München. Und jetzt?

Eine Antwort kann lauten: bewusster leben.

Auch wenn es doch kein Terrorakt war, sondern die Irrsinnstat eines möglicherweise psychisch Kranken. Nach dem Amoklauf von München ist auch in Salzburg kollektive Niedergeschlagenheit spürbar. Da sind Betroffenheit und Beklemmung, da sind Verunsicherung und Angst – und da ist die traurige Erkenntnis, dass diese bedrohliche Welt, in der plötzlich fast alles in Frage steht, unwiederbringlich auch bei uns angekommen ist. Zwei bange  Fragen liegen über unserem Alltag: Was passiert als Nächstes? Wo soll das alles hinführen?

Zugegeben, die Antworten sind nicht einfach. Aber es gibt sie. Eine, die wir kennen: Eine Gesellschaft darf sich Gewalt nicht beugen. Eine zweite, die genauso wichtig ist, über die aber zu wenig gesprochen wird: Was für die Gesellschaft gilt, gilt auch für den Einzelnen.

Soll heißen: Wir dürfen uns der Angst nicht hingeben.
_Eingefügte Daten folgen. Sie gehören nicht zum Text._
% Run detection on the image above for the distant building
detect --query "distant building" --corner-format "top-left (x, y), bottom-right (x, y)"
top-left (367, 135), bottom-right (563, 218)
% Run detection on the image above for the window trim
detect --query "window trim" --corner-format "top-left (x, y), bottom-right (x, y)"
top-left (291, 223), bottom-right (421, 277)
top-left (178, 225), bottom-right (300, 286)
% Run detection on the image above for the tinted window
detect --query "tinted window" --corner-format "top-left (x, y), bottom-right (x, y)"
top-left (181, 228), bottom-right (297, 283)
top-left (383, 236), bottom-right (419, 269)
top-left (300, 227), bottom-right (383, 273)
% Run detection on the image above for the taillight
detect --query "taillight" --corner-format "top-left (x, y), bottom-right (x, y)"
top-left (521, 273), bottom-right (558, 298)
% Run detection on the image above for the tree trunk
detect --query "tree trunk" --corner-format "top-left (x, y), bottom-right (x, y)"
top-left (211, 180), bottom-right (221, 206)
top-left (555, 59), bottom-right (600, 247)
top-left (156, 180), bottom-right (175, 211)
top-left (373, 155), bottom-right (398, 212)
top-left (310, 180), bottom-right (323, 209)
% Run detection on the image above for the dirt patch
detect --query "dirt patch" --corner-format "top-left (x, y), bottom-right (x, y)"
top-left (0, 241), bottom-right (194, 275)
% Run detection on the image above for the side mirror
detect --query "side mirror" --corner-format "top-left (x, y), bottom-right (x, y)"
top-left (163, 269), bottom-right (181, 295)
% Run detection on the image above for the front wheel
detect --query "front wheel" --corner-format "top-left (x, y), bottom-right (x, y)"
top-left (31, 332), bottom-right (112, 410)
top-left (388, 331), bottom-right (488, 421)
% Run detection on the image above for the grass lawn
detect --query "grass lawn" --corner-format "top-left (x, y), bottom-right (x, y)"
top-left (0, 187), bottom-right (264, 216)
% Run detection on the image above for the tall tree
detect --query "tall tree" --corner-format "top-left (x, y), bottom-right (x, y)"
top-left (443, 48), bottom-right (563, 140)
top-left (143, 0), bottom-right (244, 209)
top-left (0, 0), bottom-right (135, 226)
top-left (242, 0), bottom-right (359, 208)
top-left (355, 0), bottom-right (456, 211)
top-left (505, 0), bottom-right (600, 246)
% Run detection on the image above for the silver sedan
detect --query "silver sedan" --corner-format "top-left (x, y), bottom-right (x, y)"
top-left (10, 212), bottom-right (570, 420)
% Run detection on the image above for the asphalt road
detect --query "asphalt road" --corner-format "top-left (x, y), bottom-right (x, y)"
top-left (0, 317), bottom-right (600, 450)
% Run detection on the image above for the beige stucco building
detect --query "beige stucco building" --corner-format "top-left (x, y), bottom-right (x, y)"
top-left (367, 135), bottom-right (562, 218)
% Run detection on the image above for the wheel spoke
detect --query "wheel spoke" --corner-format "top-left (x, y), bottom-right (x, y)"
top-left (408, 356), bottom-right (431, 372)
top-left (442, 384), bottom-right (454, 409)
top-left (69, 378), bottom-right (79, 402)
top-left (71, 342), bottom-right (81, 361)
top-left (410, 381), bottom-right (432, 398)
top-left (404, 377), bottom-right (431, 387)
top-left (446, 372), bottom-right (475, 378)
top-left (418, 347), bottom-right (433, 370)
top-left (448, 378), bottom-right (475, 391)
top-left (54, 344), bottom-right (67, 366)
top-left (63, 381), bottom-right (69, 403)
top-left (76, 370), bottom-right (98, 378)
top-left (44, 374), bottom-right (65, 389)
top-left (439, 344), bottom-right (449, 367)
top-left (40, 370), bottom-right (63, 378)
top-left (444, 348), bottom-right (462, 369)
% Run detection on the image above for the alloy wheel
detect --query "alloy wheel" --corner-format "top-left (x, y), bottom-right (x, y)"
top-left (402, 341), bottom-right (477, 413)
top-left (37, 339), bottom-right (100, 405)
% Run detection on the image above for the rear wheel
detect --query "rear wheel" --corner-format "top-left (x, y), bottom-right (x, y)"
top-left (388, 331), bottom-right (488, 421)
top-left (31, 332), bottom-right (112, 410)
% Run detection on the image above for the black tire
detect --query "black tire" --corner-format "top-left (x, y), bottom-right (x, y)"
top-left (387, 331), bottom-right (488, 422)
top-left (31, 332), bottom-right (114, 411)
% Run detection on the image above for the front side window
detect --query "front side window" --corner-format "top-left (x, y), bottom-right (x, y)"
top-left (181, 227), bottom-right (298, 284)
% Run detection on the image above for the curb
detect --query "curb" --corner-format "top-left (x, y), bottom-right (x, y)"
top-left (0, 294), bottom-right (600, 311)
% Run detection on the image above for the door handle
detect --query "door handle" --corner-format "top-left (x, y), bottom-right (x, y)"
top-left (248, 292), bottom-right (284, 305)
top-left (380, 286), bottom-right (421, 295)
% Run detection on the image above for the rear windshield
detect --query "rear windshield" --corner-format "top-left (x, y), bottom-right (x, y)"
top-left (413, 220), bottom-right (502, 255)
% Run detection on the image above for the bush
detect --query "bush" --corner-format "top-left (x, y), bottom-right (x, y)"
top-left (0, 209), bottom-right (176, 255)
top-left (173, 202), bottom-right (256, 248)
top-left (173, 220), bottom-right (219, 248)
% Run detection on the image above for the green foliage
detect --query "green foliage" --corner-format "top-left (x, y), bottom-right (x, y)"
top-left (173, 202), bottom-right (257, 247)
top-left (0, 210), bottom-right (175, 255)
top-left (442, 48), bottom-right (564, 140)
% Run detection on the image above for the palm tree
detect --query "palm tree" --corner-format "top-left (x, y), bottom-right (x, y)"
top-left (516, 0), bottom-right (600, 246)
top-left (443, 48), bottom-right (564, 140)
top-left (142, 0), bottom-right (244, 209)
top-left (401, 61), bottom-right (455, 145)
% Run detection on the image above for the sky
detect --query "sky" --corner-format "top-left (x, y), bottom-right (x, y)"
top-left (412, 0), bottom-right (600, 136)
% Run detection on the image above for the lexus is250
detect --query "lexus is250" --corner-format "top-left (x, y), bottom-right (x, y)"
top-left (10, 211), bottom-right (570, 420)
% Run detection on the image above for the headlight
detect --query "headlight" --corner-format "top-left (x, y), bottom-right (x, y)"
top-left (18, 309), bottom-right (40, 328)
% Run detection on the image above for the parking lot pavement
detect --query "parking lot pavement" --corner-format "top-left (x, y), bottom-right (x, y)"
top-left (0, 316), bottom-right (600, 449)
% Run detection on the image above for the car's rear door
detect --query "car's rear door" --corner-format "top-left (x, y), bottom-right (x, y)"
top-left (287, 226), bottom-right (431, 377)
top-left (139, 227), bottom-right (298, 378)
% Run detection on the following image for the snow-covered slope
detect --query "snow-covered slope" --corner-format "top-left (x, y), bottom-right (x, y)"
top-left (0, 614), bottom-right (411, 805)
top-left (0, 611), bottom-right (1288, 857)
Wer jetzt in eine gedankliche Abwärtsspirale gerät, tut sich nichts Gutes.   Das schreibt und sagt sich natürlich leichter als es praktisch umsetzbar ist, wenn sich Amokläufe häufen, ein Mann mit einem Lkw absichtlich in eine Menschenmasse rast und ein anderer in einem Einkaufszentrum um sich schießt und gezielt junge Burschen tötet.

Trotzdem braucht es eine Form des geistigen Widerstands. Und der beginnt im Kopf. Eine Antwort kann nur lauten: Zusammenstehen, solidarisch sein, im Alltag auf die kleinen Dinge mehr achten, das Lebenswerte und Positive mehr schätzen – kurzum: bewusster leben.

Das wichtigste Hilfsmittel zu geistiger Widerstandskraft ist sozialer Kontakt. Miteinander reden, sich austauschen, Freunde und die Familie suchen. Mit Angst und Verunsicherung lässt sich besser umgehen, wenn man sich austauscht.

Deshalb: keine Rückzugsgefechte, keine Isolierung. Es ist ein denkbar schlechtes Zeichen, wenn sich jemand von der Um- und Außenfeld zurückzieht.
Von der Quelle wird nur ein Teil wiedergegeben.